Copy DVD to VCD,SVCD,DivX, Convert to VCD, Free Download
The Structure of the MPEG-4 Video Coding Algorithm

The MPEG Video Group establishes so-called Test Models or Verification Models to develop image and video coding techniques in a collaborative effort. The MPEG-4 Video Verification Model describes a fully defined core video coding algorithm platform (encoder, decoder as well as bitstream syntax and semantics) for the development of the standard. As such the structure of the MPEG-4 Video Verification Model already gives some indication about the tools and algorithms that will be provided by the final MPEG-4 standard. The purpose of the text below is to outline the basic elements and structure of the MPEG-4 Video Verification Model under development.

In the January 1996 MPEG Video Group meeting in Munich, Germany, the first version of the official MPEG-4 Video Verification Model was defined. The VM has since then, by means of the Core Experiment process, iteratively progressed in each subsequent meeting and has been optimized with respect to coding efficiency and the provisions for new content-based functionalities and error robustness. As of January 1997 the MPEG-4 Video Verification Model supports the main features summarized below:

  • Standard Y:U:V luminance and chrominance intensity representation of regularly sampled pixels in 4:2:0 format. The intensity of each Y,U or V pixel is quantized into 8 bits. The image size and shape depends on the application.
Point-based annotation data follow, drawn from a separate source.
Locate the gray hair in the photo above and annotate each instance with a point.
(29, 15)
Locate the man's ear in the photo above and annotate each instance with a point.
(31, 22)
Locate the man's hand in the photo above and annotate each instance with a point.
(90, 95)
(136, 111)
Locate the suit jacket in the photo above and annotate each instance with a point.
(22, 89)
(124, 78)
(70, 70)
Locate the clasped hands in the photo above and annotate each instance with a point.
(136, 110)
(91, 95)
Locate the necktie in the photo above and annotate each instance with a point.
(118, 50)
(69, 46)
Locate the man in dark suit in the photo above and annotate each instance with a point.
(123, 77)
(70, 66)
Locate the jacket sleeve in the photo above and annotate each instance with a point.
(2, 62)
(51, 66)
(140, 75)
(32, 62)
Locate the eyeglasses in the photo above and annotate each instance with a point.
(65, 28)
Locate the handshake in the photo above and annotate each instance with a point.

  • Coding of multiple "Video Object Planes" (VOP's) as images of arbitrary shape to support many of the content-based functionalities. Thus the image sequence input for the MPEG-4 Video VM is in general considered to be of arbitrary shape - and the shape and location of a VOP within a reference window may vary over time. The coding of standard rectangular image input sequences is supported as a special case of the more general Video Object Plane approach.

  • Coding of shape and transparency information of each VOP by coding binary or gray scale alpha plane image sequences using a particularly optimized Modified Modified Reed Code method (MMMR of M4R method).

  • Support of Intra (I) coded VOP's as well as temporally predicted (P) and bi-directionally (B) predicted VOP's. Standard MPEG and H.263 I,P and B frames are supported as special case.

  • Support of fixed and variable frame rates of the input VOP sequences of arbitrary or rectangular shape. The frame rate depends on the application.

  • 8x8 pel block-based and 16x16 pel Macroblock-based motion estimation and compensation of the pixel values within VOP's, including provisions for block-overlapping motion compensation.

  • Texture coding in I, P and B-VOP's using a 8x8 Discrete Cosine Transform or alternatively a Shape-Adaptive DCT (SADCT) adopted to regions of arbitrary shape, followed by MPEG-1/2 or H.261/3 like quantization and run-length coding.

  • Efficient prediction of DC- and AC-coefficients of the DCT in Intra coded VOP's.

  • Support for efficient static as well as dynamic SPRITE prediction of global motion from a VOP panoramic memory using 8 global motion parameters.

  • Temporal and spatial scalability for arbitrarily shaped VOP's.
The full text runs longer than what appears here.